Bank capital: Real money gets a taste for European CoCos
€31 billion AT1 needs to be issued by end-2014; Benchmark inclusion key to future appetite
The recent surge in issuance of Basle III-compliant bank capital securities in Europe seems to reflect growing investor confidence in these bonds – previously confined to the most exotic corners of the capital markets. However, as European banks lick their lips at the prospect of billions of euros of cheap new capital, doubts remain that alternative tier 1 (AT1) securities can necessarily make it as an asset class.
One of the profound conceptual changes brought about by the new regulatory framework has been that fixed-income investors, previously insulated from the most exposed rungs of the capital structure, must pull their weight in protecting taxpayers from institutional bankruptcies. That has been achieved by the inclusion of conversion features and write-downs in contingent convertibles (CoCos), areas of risk previously reserved for shareholders.

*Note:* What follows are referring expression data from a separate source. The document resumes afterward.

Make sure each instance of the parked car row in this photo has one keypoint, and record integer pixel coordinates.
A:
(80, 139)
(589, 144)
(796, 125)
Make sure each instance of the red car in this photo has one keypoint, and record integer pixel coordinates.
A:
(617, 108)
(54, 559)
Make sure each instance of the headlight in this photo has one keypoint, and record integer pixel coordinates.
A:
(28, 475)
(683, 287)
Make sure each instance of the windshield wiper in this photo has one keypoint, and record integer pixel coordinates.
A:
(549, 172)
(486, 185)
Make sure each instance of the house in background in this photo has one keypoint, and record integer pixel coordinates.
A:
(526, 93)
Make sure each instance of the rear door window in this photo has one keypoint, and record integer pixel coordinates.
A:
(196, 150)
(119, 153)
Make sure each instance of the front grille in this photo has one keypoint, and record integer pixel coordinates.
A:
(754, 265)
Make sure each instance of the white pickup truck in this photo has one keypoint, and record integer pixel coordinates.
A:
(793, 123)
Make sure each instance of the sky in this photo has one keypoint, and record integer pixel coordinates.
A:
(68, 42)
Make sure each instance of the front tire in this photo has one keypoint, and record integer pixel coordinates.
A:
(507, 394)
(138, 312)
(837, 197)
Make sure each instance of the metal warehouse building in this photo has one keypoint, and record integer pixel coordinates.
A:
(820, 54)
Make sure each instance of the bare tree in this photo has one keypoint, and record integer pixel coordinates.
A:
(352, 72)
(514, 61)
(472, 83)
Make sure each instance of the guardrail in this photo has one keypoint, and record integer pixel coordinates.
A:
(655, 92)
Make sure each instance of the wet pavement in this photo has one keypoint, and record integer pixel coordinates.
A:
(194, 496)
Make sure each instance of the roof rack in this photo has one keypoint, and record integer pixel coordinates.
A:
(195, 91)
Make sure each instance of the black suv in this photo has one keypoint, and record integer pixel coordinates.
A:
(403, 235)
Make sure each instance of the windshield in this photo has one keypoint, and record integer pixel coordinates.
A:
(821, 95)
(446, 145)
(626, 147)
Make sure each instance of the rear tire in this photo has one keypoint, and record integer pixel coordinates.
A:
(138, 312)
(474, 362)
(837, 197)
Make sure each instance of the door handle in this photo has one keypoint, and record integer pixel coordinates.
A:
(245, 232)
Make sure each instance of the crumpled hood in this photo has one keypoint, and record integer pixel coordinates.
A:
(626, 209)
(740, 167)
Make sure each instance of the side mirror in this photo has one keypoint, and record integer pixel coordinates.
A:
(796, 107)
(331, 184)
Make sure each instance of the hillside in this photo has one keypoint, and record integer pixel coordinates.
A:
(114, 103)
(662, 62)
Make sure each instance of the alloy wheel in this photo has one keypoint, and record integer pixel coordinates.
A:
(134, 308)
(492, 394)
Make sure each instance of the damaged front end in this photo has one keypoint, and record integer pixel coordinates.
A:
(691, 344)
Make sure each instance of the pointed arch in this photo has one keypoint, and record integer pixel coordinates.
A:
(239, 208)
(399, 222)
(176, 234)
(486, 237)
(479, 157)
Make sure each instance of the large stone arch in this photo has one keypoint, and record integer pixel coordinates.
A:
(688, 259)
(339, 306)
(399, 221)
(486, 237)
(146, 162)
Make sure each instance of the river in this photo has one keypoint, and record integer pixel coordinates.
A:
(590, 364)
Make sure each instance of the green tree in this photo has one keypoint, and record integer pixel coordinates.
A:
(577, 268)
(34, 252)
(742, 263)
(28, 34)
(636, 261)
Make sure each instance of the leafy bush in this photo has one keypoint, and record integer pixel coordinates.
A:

The Basle rules represent a basic standard, and in recent weeks national regulators have implemented their own rules, with the UK’s Prudential Regulation Authority requiring that big UK banks and building societies meet a 7% core equity tier 1 capital ratio and a 3% tier 1 leverage ratio from January 1 2014.
Confirmation of the rules has spurred a recent surge of AT1-compliant issuance, with Barclays and Credit Suisse at the vanguard.